Doch damit nicht genug:
Zwar enden die BluesWochen erst mal offiziell, doch gibt es in der
Centralstation noch zwei „Nachspiele“, die es in sich haben. Die Sängerin und
Songwriterin Joan Armstrading hat mit ihren tollen Album „Into The
Blues“ nach mehrjähriger Pause eine beeindruckende und bewegende Produktion
gelandet. Die 13 Songs strotzen vor Energie, die Texte sind persönlich und
stark zugleich. Die Altmeisterin spielte auf der Aufnahme außer Keyboard und
Schlagzeuge alle Instrumente selbst. Bei ihrer Europatournee, die die in
Jamaika geborene und in England lebende Künstlerin am Mittwoch, 24.

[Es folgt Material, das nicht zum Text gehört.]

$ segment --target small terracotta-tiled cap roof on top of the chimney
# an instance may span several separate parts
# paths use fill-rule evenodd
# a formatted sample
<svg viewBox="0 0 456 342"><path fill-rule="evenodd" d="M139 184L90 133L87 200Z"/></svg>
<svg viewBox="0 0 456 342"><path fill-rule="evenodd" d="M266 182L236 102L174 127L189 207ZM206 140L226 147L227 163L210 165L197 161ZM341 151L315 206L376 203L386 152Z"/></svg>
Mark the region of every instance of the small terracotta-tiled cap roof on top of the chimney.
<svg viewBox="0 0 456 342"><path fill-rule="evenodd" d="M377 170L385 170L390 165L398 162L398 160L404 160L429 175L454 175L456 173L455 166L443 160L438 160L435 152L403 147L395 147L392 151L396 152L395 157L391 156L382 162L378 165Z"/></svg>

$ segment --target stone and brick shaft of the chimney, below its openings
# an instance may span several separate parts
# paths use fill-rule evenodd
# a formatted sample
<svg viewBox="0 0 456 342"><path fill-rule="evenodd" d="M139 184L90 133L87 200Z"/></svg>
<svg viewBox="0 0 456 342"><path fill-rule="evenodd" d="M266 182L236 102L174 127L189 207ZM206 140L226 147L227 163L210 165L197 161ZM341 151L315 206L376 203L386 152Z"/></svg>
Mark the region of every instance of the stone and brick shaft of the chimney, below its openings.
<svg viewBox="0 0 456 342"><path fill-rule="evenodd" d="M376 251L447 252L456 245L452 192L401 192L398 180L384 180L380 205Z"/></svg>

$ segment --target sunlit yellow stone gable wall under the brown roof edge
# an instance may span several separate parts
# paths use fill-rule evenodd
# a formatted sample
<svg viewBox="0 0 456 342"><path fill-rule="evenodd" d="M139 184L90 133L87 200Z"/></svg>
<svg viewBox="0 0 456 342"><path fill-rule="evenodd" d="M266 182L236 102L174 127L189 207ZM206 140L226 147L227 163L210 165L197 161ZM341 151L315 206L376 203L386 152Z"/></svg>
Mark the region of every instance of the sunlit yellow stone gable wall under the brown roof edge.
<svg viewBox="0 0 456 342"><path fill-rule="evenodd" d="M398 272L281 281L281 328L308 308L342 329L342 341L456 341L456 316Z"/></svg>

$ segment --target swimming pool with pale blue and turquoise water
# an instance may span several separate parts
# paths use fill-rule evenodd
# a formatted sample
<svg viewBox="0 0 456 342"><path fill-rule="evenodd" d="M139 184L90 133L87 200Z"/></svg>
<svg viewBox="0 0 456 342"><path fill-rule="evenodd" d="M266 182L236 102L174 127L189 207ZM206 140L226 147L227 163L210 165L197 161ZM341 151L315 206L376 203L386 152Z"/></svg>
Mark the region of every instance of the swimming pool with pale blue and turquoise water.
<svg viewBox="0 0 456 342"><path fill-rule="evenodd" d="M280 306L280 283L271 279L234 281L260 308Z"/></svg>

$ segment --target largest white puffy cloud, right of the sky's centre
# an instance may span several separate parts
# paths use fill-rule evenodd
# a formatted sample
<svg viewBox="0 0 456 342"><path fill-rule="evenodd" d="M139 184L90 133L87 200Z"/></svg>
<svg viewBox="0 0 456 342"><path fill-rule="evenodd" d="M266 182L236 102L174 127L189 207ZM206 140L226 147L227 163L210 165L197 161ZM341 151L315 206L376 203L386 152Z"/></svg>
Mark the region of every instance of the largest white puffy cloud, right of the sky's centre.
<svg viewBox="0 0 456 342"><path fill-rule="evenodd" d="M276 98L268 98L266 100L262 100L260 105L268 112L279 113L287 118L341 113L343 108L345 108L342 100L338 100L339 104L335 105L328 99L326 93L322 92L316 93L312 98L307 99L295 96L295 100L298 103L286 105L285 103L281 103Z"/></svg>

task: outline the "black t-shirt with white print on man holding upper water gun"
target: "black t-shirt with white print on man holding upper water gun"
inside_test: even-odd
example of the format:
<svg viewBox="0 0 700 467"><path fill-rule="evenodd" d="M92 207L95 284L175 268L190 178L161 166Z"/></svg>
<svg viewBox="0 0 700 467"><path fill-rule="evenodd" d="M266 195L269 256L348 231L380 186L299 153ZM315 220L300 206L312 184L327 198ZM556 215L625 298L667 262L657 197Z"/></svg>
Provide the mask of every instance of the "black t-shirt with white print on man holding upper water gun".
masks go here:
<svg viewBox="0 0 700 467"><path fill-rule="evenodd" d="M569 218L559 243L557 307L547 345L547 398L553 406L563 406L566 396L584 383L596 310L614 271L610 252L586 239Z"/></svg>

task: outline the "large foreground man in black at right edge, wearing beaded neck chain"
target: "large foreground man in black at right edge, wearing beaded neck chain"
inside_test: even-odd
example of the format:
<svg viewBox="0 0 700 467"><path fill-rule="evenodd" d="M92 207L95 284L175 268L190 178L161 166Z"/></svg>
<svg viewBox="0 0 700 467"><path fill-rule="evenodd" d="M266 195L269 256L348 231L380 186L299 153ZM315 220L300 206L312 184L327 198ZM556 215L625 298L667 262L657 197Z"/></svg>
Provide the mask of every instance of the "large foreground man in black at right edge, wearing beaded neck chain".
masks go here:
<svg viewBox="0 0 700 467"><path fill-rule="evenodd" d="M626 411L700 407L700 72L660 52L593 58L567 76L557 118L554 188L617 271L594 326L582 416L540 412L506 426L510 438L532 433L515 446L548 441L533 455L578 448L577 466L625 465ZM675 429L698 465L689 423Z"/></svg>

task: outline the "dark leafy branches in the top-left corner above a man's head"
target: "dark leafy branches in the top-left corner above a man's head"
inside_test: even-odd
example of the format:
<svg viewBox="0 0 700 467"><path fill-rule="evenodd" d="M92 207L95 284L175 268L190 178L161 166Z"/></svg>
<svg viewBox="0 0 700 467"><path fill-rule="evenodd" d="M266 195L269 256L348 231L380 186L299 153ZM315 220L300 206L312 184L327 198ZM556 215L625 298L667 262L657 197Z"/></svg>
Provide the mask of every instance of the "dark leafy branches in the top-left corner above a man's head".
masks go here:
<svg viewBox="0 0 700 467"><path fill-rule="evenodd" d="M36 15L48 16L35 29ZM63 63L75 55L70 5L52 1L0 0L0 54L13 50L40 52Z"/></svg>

auch in Darmstadt Station machen lässt, hat sie bei dem Konzert drei Männer
im Rücken: Scott Firth am Bass, Gary Foote an Schlagzeug und Saxofon sowie
Spenzer Cozens am Keyboard.
Ebenfalls in der Centralstation macht dann am Freitag, 9. November
noch das Gitarrenwunder Robben Ford Halt. Allein der Liste der
Musiker, mit denen er bislang zusammen gearbeitet hat, zeigt die Vielfalt
seiner Interessen: Chick Corea, Miles Davis und B.B. King. Robben, ohnehin in
der Familienband Ford Bluesband mit Vater und Brüdern dem Blues und Rock
verfallen, ist auch im Jazz, Funk und der Countrymusik zu Hause. Sein
melodisches Empfinden überträgt sich schnell zum Zuhörer und sein brillanter
Gitarrensound scheint wie aus einer anderen Welt ans Ohr zu dringen.